The writUpdatedAt field records the triggering transition's updatedAt
stamp so the emitter's idempotency guard can detect same-transition
replays (see "Idempotency under replay" below).
Dependencies
- Required:
@shardworks/clerk-apparatus,@shardworks/lattice-apparatus,@shardworks/stacks-apparatus. - Recommended:
@shardworks/spider-apparatus— the Reckoner readsspider/rigsfor drain-evaluation counts. Without Spider the rig counts resolve to zero and the Reckoner still emits correctly-shaped pulses.
Behavior
- Roots-only. Child-writ transitions never emit their own pulses;
the Clerk's children-behavior cascade engine lifts the parent into its
own terminal state and records the immediate triggering child id under
status['clerk'].triggeringChildIdbefore each cascaded transition. At emit time the Reckoner walks the chain by reading each successive writ's ownstatus['clerk']slot until it reaches a writ without one (the leaf), and surfaces the resulting ordered short-id list in the parent pulse'schildFailurescontext field plus an "Originated from child …" fragment in the summary. - Phase 2 CDC. The observer runs post-commit with
failOnError: false: a pulse failure never voids the underlying writ transition. - No startup backfill. The Reckoner fires on transitions only. Restarting a guild with pre-existing stuck / failed writs does not produce pulses for them.
- No dedupe on drain. Multiple terminal transitions in rapid succession may each emit a drain pulse. This is an accepted MVP cost.

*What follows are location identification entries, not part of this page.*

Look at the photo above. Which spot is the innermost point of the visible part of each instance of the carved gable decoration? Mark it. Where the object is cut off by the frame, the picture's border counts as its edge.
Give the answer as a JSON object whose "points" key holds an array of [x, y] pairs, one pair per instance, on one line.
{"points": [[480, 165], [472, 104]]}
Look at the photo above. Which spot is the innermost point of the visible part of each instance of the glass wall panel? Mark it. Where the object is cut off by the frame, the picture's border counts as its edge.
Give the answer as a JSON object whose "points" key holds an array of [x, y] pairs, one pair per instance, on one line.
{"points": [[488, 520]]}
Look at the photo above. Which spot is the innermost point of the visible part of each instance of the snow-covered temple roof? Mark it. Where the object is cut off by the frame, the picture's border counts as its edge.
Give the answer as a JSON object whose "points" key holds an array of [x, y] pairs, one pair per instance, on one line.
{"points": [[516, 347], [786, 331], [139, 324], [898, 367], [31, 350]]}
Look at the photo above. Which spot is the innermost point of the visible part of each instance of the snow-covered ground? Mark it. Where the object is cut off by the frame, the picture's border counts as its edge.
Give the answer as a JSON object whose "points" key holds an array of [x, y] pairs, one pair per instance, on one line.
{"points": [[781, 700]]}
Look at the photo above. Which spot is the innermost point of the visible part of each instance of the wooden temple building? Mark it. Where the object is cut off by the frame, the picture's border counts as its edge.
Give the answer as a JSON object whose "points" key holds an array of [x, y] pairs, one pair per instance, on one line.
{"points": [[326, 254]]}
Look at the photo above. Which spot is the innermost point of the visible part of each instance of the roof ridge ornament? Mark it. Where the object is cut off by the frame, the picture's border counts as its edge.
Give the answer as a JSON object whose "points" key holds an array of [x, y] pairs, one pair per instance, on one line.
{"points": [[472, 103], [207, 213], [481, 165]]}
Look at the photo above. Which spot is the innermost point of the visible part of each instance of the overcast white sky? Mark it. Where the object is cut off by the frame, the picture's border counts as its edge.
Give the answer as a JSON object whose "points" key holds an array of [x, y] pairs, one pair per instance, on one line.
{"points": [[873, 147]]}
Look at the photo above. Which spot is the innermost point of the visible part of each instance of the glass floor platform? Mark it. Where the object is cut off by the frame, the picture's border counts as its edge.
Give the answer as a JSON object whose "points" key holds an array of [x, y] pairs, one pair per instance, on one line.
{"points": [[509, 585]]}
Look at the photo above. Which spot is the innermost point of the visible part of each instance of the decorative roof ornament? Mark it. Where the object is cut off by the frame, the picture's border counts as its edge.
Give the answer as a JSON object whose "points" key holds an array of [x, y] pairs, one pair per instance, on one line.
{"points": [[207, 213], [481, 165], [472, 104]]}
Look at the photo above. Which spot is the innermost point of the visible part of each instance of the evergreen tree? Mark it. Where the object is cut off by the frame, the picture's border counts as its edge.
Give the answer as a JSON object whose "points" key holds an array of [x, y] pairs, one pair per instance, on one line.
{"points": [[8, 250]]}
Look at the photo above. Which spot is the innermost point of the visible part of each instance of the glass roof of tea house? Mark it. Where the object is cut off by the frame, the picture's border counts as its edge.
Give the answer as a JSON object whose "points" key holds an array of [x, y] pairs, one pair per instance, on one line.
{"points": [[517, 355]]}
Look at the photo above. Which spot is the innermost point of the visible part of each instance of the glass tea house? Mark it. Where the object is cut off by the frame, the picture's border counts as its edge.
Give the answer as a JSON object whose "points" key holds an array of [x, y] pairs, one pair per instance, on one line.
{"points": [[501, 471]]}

- Idempotent under replay. Every emission site is routed through a
persisted-lookup guard: before each
lattice.emit()the observer queries thelattice/pulsesbook for a prior pulse matching the(writId, triggerType, writUpdatedAt)identity (or(lastTerminalWritId, writUpdatedAt)for drain) and skips the emit if one is already present. Because the check hits the persisted book, the guarantee survives a process restart. Seedocs/architecture/apparatus/sentinel.md§"Idempotency under replay" for the full contract.
Support Kit
None — the Reckoner contributes no books, no tools, and no pages. Its only observable effect is the pulses it writes to the Lattice.